都市兵王俏佳人 21 豁出去的玻璃刀
作者:你看不见我的小说      更新:2017-10-14

  “你是他们什么人?”民警问。

  “哦,我是那个女孩的家长。”苏子杰和蔼的说道。

  民警一副爱理不理的样子,说:“不知道上头怎么处理的,如果拘留的话,二十四小时内会通知你们,你明天再来吧。”说完扭头看电脑去了。

  苏子杰心想,如果等他们通知,只怕什么都晚了。

  苏子杰说:“麻烦您帮我问问可以吗,我想见他们一面,我们做父母的心情,还希望您能理解一下。”

  “这个我做不了主,叫你明天来你就明天来,跟我说也没用,懂吗?”民警一副不耐烦的口气。

  正在这时,大厅口传来急促的脚步声,苏子杰扭头一看,只见走进来三个人,最前面是一个穿着警服的警察,肩上两杠三星,后面一个身材高挑的姑娘,还有一个笑嘻嘻的中年人。

  “哟,老姚啊。
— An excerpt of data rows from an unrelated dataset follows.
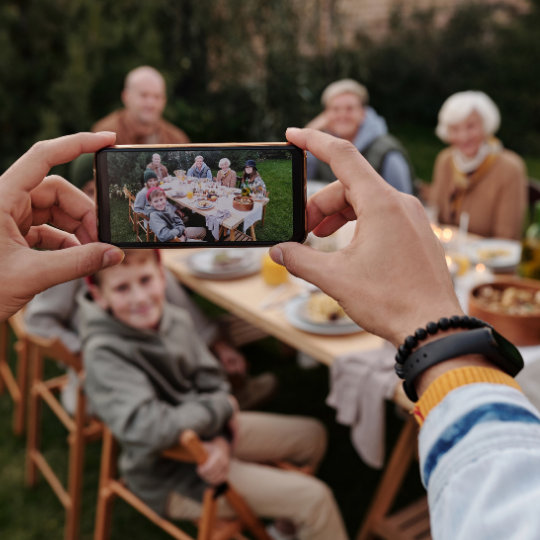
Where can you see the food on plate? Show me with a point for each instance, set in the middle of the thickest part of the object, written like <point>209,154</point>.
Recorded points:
<point>509,301</point>
<point>203,203</point>
<point>224,260</point>
<point>489,254</point>
<point>322,309</point>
”苏子杰老远就打招呼。

  “苏厅长,您这么晚了大老远的跑来,您辛苦啦。”姚文英快步奔上前,立正敬礼,随即伸出手来,两只大手紧紧握在一起。

  姚佳慧问候说:“苏伯伯好。”

  “几年不见,慧慧也长这么大了,我都不敢认了。”苏子杰欣慰的望着姚佳慧。

  姚文英说:“对不起,苏厅长,是我没有照看好孩子们,这是我的失职,我请求您处罚我。”

  “处罚要有,不过,现在不是讨论这个的时候。”苏子杰说,看了看后面随行的笑脸男子,问:“这位是?”

  井传文望着苏子杰,嘻嘻地傻笑,傻笑就罢了,还抹了一把口水鼻涕,姚佳慧慌忙拿出纸巾,帮井传文擦去。

  姚文英说,“前天被绑架到黑煤窑上的就是他,他是慧慧他们一个朋友的父亲,早年在工地上被砸伤了头部,就成这样了。”姚佳慧很合时宜地拿起井传文的手臂,撸起井传文的袖子,给苏伯伯看,说:“苏伯伯,您看看,这就是被那些打手打的。”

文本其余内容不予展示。